Keller, who started the year on junior varsity before a call-up three weeks into the varsity season, and who still didn't have his name listed on the Germantown sectional roster, was Wagner's gambler's choice to throw the sectional semifinal earlier in the day against Slinger.
"I have a great deal of confidence in Brian," Wagner said.
And Keller bore that confidence out. Nerves got to Keller and the Warhawks in the first inning, with two errors and the only two runs of the game for the Owls.
But Keller persevered, shutting out the Owls (17-13) the rest of the way, putting down 15 in a row at one point as the Warhawks, not known for their stellar defense all season, suddenly made play after play behind him. Wagner could not stop talking about the effort of senior first baseman Tony Farrand, who had assists or putouts on at least 12 plays in the game.
Germantown tied the score in the seventh on a Jimmy Doedens sacrifice fly and won it in the eighth on an Eric Brown single over a drawn-in infield with the bases loaded.
"This feels great," said Keller. "I had Chargers jersey such good help from my team behind me, and I have a lot of confidence in my defense now. My job is to just throw strikes and then let them do the work."
With that victory and Keller's effort, the Warhawks now had their best chance at beating their high-powered rivals to the south, Menomonee Falls (33-11), the sectional's top seed, in order to earn their first state tournament berth since 1986.
They had Thicke on the maximum rest he was going to get, facing the moment of a lifetime.
A few days before the sectional, Thicke admitted that the team had been playing a "little rough" these last few weeks with errors and other mistakes.

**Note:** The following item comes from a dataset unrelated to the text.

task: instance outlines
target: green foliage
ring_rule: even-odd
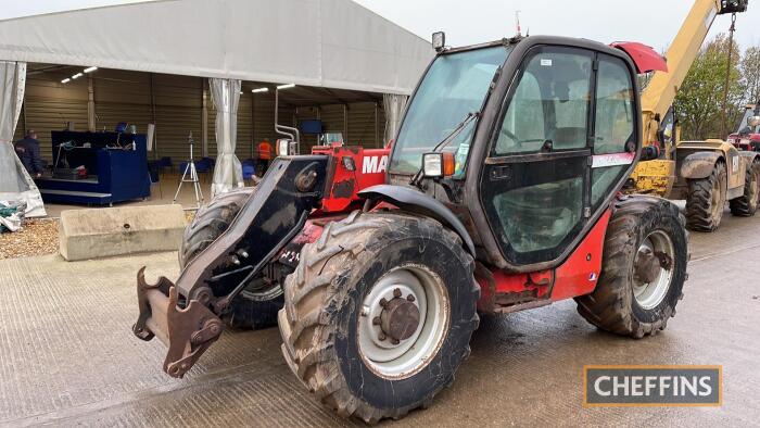
[[[733,128],[733,124],[738,121],[738,116],[744,113],[746,93],[738,65],[742,63],[740,52],[734,42],[729,79],[727,117],[725,124],[721,124],[729,72],[727,55],[729,38],[720,34],[702,47],[679,89],[675,105],[681,115],[683,140],[724,139],[726,135],[721,135],[723,129],[727,134]]]
[[[748,48],[742,59],[742,86],[745,101],[756,103],[760,100],[760,46]]]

In other words, doing what Wagner had been lamenting most of the summer:
"Not finishing games."
Thicke regains form
But also in that conversation, Thicke talked about how things were coming together for the team and how he felt comfortable with his change-up and what he called his "mystery pitch," a combination knuckleball/split-finger fastball.
"Hitters really aren't used to that," he said.
That much was evident, as Falls didn't have a single extra-base hit in the final.
Right before the Sussex Hamilton game, Thicke said that Indiana called to wish him luck.
"They're very nfl throwback jerseys excited about me coming down there," he said, "and I'm anxious to get there in the fall and prove myself (in order to earn possible scholarship money)."
But after Saturday, he, and the rest of the Warhawks don't have to prove anything to themselves anymore.